Three decades after it was enacted, significant amendments have been proposed to the Government of National Capital Territory of Delhi Act, 1991, bringing contradictions between the Central and Delhi governments to the fore once again.
Contrary to the spirit of the constitution:
- Some experts were of the opinion that the new Bill will seek to render the office of the Chief Minister a vestigial organ in the name of simplifying administration.
- Others argued that the amendments will iron out “needless” issues arising out of politics in a city where the Lieutenant-Governor had “always been the government”.
- Senior advocate at the Supreme Court Rebecca John said the Bill would snatch away from the residents of Delhi the accountability and answerability they sought from the elected representatives and hand them to a nominated official.
- It would be a tragedy since Delhi has long sought statehood; that the longstanding wish of the city’s residents should fructify in this way is contrary to the spirit of the Constitution. The will of the people cannot be thwarted in this way.

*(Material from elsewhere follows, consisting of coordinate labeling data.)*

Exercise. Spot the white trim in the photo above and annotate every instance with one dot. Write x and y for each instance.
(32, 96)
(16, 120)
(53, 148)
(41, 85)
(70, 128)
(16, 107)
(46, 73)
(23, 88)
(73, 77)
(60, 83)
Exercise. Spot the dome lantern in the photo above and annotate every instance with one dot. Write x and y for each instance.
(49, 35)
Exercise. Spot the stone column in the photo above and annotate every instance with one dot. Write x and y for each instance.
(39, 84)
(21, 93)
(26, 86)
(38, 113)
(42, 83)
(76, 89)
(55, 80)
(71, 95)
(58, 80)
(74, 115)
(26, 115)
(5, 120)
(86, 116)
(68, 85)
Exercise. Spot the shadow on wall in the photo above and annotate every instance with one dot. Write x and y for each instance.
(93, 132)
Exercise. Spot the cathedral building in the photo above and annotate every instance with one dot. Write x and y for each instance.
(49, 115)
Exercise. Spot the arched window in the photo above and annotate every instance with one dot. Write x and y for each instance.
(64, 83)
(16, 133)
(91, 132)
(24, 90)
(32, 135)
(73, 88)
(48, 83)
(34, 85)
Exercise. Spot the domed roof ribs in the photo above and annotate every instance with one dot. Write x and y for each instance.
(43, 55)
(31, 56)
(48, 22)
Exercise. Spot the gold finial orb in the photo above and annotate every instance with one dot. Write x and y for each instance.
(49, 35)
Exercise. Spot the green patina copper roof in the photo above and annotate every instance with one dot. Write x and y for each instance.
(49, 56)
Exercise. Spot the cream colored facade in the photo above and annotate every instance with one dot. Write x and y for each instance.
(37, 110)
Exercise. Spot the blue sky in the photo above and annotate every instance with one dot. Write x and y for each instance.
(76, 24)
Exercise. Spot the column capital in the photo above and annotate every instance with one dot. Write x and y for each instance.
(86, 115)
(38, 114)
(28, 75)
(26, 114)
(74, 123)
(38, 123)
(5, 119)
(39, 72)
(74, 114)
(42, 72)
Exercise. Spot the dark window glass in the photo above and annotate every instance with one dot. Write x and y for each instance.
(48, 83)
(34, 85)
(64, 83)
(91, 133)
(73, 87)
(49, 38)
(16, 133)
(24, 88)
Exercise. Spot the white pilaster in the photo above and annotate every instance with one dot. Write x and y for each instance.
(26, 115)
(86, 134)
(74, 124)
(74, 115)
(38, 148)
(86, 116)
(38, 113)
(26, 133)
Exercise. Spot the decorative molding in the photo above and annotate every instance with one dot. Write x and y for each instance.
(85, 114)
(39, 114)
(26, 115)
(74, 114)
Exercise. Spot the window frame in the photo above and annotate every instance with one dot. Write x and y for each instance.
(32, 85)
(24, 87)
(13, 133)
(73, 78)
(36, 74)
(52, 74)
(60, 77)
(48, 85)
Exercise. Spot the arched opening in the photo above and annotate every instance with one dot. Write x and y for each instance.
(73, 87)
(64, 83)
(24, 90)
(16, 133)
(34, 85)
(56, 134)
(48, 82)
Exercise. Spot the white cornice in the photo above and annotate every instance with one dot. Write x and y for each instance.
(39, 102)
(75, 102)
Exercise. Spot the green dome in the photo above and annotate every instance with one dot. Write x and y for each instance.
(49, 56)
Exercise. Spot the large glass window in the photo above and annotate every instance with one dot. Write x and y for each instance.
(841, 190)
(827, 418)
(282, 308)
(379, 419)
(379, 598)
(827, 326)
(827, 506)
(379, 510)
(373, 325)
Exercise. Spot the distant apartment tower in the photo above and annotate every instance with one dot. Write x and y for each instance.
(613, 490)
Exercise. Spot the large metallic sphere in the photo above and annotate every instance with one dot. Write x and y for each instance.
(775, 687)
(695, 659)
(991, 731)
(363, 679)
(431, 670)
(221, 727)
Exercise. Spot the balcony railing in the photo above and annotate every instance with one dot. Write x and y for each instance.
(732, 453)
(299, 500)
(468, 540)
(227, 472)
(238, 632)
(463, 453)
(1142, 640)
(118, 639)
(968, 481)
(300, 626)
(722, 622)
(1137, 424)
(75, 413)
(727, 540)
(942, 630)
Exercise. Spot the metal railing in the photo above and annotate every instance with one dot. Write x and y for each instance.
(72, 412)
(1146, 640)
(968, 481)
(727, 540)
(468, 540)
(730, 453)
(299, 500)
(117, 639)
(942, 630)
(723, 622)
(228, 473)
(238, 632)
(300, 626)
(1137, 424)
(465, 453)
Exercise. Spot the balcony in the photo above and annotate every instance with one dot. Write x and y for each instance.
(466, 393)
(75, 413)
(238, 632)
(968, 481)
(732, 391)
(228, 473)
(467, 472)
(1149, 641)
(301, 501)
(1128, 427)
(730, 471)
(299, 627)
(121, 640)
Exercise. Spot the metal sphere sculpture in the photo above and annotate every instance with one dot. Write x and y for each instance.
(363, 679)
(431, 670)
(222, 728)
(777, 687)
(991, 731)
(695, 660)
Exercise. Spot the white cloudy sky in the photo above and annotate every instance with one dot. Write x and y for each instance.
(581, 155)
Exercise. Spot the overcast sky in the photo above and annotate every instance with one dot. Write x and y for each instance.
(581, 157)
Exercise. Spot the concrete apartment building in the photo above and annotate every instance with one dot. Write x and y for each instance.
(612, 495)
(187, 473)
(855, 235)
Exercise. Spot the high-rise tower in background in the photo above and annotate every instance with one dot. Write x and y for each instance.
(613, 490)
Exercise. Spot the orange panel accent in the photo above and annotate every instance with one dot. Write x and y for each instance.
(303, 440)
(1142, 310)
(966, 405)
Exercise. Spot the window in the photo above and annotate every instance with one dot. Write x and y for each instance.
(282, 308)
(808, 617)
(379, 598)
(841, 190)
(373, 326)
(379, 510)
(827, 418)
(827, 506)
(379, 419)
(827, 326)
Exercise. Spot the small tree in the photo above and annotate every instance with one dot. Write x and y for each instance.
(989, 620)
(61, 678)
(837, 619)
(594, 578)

Against federal principles:
- Professor Pradip Kumar Datta, an independent academic formerly associated with JNU, said the Bill seemed to go against the federal principles and was a setback for popular representation.
- Centralisation has been increasing in both formal and informal ways after this government came to power at the Centre. This [Bill] will seemingly just speed up the pace of centralisation of power.
- Senior advocate at the Supreme Court Sanjay Hegde said the Bill would set in motion a reversal of the clock on statehood for Delhi, which was the BJP’s own demand in the past.
- The Bill seems to negate whatever small gains had accrued to the Delhi government after its tussle with the Centre reached the judiciary.
- Manisha Priyam, political analyst and researcher, said the Bill may seek to clarify who or what the term “government” meant in the city, but residents may not take kindly to the exercise.
Taste of democracy:
- Governance in a city like Delhi presents many challenges which could be confronted better through synchronised efforts at helping those among its lowest strata
- Over the last several decades, this city has tasted democracy and witnessed a robust democratic process.
- People may not take very kindly to losing such significant aspects of living in Delhi.
- A majority of residents have tenuous lifestyles and administration here would be better handled with the deepening of democracy, not by weakening it.
- S. Mehra, a former bureaucrat who led the unified Municipal Corporations of Delhi as Commissioner, saw the step as one in the right direction.
- In the Government of National Capital Territory of Delhi] Act, 1991, it is already clear that the Lieutenant-Governor is the government. This [amendments] seems to be a positive step for the welfare of the people of Delhi
- K. Sharma, a constitutional expert said the two governments — the Centre and the Delhi government — were not concurrent. The first one is the actual government while the other falls under the definition of what B.R. Ambedkar called local administration.
- The Delhi Assembly, as far as the larger constitutional picture is concerned, is not comparable to other legislatures because Delhi is not a State.
- It [the Assembly] is just a small set-up of elected representatives whom the L-G can consult from time to time.